Such topics have been the focal point of numerous regulatory warnings of late. Fund houses such as Evercore have chimed in too. But Smith also highlights another danger he says is inherent in the structure of a product that combines features of an open-ended fund with those of a closed-ended product.

The fact that ETFs are tradable on the secondary market, Smith says, means there is a possibility that market participants will short ETFs themselves. The ability of ETFs to create new shares means there is no restriction on the amount of the ETF that can be shorted.

This causes a problem whereby “the assets of the ETF may become significantly less than the outstanding cumulative buy orders would suggest.  This is a significant problem given reports that there has been short-selling up to levels of 1000% short in some ETFs”.

Thus, retail investors, at whom Smith says ETFs are increasingly being marketed and targeted, may find that money they believe to have been invested in exchange-traded funds have “in effect been lent to hedge funds”.

“The ETF holdings are not all backed by assets of the sort investors expect, even if they understand what the ETF is meant to do.”

Creating the shares represented by the cumulative buying interest, he says, is easier said than done given the size of many ETFs relative to their indices.

“[A recent fund raising proposition] describes the pace of development in the ETF area as ‘breakneck’. I just wonder whose neck will eventually get broken,” Smith concludes.
Counterpoint

The European Fund and Asset Management Association, meanwhile, has responded to concerns raised by the Financial Stability Board last month over exchange traded funds.
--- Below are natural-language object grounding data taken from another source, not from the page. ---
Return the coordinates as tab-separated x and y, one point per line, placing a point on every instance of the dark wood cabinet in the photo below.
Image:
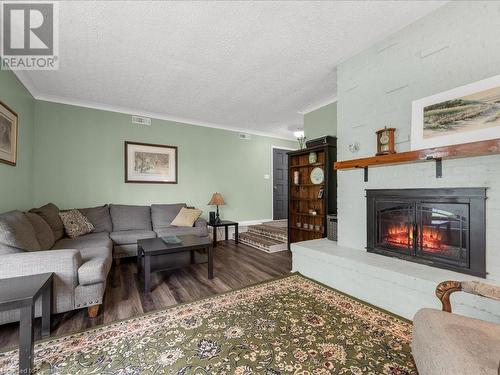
309	202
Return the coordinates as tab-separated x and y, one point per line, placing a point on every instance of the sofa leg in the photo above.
93	311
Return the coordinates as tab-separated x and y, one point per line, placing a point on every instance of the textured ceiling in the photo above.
250	66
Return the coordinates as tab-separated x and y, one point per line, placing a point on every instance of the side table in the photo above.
226	224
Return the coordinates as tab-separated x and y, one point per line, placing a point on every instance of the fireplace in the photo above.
439	227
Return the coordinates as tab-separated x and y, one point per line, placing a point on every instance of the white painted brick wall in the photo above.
456	45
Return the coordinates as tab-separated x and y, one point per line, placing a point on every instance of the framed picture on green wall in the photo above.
150	163
8	135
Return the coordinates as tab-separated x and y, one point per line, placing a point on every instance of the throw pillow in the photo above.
75	224
186	217
99	217
50	213
43	232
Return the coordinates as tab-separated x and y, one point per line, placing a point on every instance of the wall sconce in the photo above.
301	138
354	147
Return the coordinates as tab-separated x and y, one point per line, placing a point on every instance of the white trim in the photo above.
158	116
246	223
272	174
318	105
136	111
417	129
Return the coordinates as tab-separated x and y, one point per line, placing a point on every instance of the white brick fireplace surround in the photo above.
454	46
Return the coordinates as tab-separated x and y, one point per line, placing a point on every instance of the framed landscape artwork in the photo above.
8	135
465	114
148	163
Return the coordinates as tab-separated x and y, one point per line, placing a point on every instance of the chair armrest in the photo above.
446	288
64	263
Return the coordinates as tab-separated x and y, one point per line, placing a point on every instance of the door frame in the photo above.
272	174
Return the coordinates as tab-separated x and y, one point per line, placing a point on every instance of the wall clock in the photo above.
385	141
317	176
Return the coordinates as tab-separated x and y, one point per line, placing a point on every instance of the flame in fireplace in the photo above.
402	236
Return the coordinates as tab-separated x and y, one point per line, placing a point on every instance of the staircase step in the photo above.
277	233
266	244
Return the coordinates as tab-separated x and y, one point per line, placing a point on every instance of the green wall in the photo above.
16	182
322	121
79	162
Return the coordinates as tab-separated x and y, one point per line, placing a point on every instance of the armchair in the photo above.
447	343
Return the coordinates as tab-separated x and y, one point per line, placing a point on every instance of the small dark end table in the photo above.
21	293
151	251
226	224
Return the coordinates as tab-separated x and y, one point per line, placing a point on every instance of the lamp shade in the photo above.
216	200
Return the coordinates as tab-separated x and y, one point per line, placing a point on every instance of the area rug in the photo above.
291	325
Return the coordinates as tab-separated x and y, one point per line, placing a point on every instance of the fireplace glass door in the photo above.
395	226
442	232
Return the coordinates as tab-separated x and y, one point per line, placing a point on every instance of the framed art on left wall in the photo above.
8	135
150	163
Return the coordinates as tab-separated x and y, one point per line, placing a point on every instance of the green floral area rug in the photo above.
291	325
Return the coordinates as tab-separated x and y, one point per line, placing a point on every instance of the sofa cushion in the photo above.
95	267
127	237
186	217
162	215
43	232
99	217
17	233
444	343
126	217
177	231
96	252
50	213
75	223
91	240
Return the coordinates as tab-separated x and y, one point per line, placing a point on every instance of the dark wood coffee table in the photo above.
151	255
22	293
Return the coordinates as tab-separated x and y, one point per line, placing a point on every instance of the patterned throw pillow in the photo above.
75	224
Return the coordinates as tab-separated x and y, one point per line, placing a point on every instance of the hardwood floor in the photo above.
235	266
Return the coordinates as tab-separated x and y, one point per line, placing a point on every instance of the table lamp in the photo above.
216	201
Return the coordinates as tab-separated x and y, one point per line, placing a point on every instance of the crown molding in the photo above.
27	82
319	104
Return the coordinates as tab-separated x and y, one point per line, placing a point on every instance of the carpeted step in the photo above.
266	244
269	231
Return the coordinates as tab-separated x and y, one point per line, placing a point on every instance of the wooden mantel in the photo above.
480	148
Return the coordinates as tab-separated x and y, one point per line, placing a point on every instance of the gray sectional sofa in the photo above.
34	242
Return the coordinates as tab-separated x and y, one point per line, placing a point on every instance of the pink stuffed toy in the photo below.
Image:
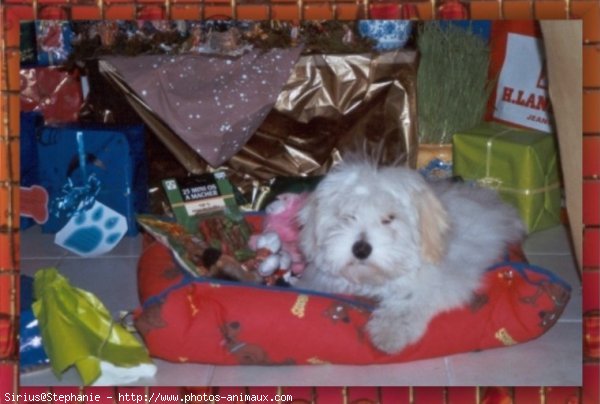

“We note the concerns raised by the FSB regarding potential conflicts of interest, synthetic exposure, securities lending and the use of collateral. We wish to stress that, whilst these types of issues and risks are common across the financial services industry, they are managed and mitigated to a large degree within the highly regulated framework of Ucits,” EFAMA said in a statement.

The organisation said it does “not understand” reference made by the FSB to “the liquidity of large asset managers”, noting that assets of a Ucits ETF are held segregated from the balance sheets of the Ucits manager, portfolio manager or counterparty. EFAMA added that the liquidity of ETFs themselves was also ensured by Ucits risk management measures.

“Efama welcomes a constructive dialogue with regulators with respect to ETFs and agrees with the  need for transparency to investors regarding investment strategies, synthetic or physical replication, and collateral/fund assets composition,” said Peter de Proft, director general of EFAMA.

“Besides the extensive requirements of the Ucits Directive, Ucits ETF providers already provide for a higher level of transparency on fund assets and swap exposure via their websites on a voluntary basis.”